Saudade sem fim

Publicado por Sebastião Verly 4 de setembro de 2013

Ambicionava ser escritor. Leu e releu toda a obra de Humberto de Campos. Fazia questão de falar das dezenas de livros publicados pelo “maior cronista do Brasil”, intencionando imitá-lo.

O novo autor escreveu uma dezena de crônicas eróticas com o mesmo cuidado do grande cronista em usar sempre palavras suaves e delicadas. Insinuava, mas só insinuava, sexo e sensualidade.

Com o tempo, criou uma personagem por quem se apaixonou. Uma mulher envolvente. Atingiu a perfeição. Quase uma escultura, atribuiu-lhe os mais belos traços de beleza e agregou-lhe as melhores lembranças. Inventava situações verossímeis. E contava para amigos e colegas o seu “novo amor”.

Guardava as crônicas sobre a mulher amada como se fossem sonhos eróticos, e eram! Pois a mulher era casada, muito bem casada, por sinal. Eram detalhes que ele imaginava com esmero.

Havia situações altamente emocionantes como a viagem que ela fazia com o esposo até sua cidade natal e, no caminho de volta, a mulher tirava belas fotos como um lindo pôr do sol que enviava via iPhone para o feliz amante. Muitos eram os lances amorosos que sua mente tecia e quase todos se tornavam crônicas.

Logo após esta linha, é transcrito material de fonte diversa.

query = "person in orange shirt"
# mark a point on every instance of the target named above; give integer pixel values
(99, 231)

Relata um dia em que, no intervalo de almoço, a amante veio “almoçar” em sua casa, que fica ali bem próximo da tal empresa “Lápis vermelho” onde ela presta serviço de coaching”. Depois do “almoço”, hora de ir embora, onde estavam as chaves do “possante”? Depois de procurar na bolsa pessoal e na casa toda, especialmente debaixo da cama, foram encontrar as chaves na ignição do caríssimo veículo estacionado junto ao passeio diante do prédio.

Outras tantas, as crônicas falavam dos encontros secretos, do sono forte depois do amor e da perda da hora, que a leva a sair correndo depois de, lá pelas tantas, o marido a acordar pelo telefone. Depois deste sufoco, criaram algumas desculpas para responder ao marido em diferentes emergências.

O caso tornou-se tão real que o aficcionado escritor deixava de sair de casa para aguardar os encontros sonhados, ou voltava apressadamente para casa para aguardar as mensagens de sua amada.

Atendia ligações em que faziam juras de amor que escrevia em crônicas. Em momento nenhum a idade era referência. Pareciam dois pombinhos num daqueles romances da época de adolescência.

Ele criou um e-mail especial para trocarem bilhetinhos como “ela” sugeriu tratar assim suas curtas mensagens de amor. Para dar mais autenticidade às suas crônicas, criou um e-mail com iniciais da mulher amada [email protected] através do qual trocavam juras de amor e apimentava com o acordo de ter que deletar, no fim do dia, tudo que “falassem”. Passavam horas trocando bilhetinhos. Ele levava cada vez mais a sério essa paixão. Cada dia era uma crônica sobre um assunto novo ou apenas requentava a crônica anterior com uma lembrança a mais. Às vezes o assunto esquentava, saíam diálogos sensuais e eróticos.

Tinha vontade de mandar as crônicas para os amigos, mas para manter o segredo prometido nas primeiras leituras, guardava tudo em uma pasta chamada “confidencial”. Dezenas de crônicas guardadas traziam ousadas cenas amorosas de um romance altamente proibido.

Queria dormir com sua amada, mas a existência do marido não deixava. Era um engenheiro ciumento e atualmente quase não viajava mais a serviço. Iriam viajar juntos nos próximos meses, uma viagem para lembranças de Cuba, onde estiveram, creio que na lua de mel, e outra, a pedido da mulher, para rever Portugal, onde ela e o amante passaram belas noites no Hotel Continental em dezembro de 1976. Isso ela não disse ao maridão, é claro.

“Se meu marido desconfiar, basta desconfiar que eu estou lhe traindo ele me mata literalmente”, repetia com um riso nervoso. E o amante elogiava o emprego correto do “literalmente”, neste caso. A imaginação tornara-se tão real que agora a mulher resolveu abandonar-lhe. Tinha pavor só em pensar que o marido poderia desconfiar.

Passou a ficar sem dormir, conectava-se à internet e esperava patético um e-mail, real, da mulher amada. Mas o e-mail não chegava e sua mente condicionada, “tinha a certeza” de que a mulher era real. Shakespeare dizia que somos feitos da mesma matéria que nossos sonhos, a loucura chegou a tal ponto que o telefone tocava por engano e ele afirmava sorridente que na certa era sua amada que ligava apenas para ouvir sua voz.

Começou a sofrer e definhar pela “perda” da amante. O “escritor” não consegue mais escrever nenhuma crônica e vive a imensa dor desta saudade que não tem fim.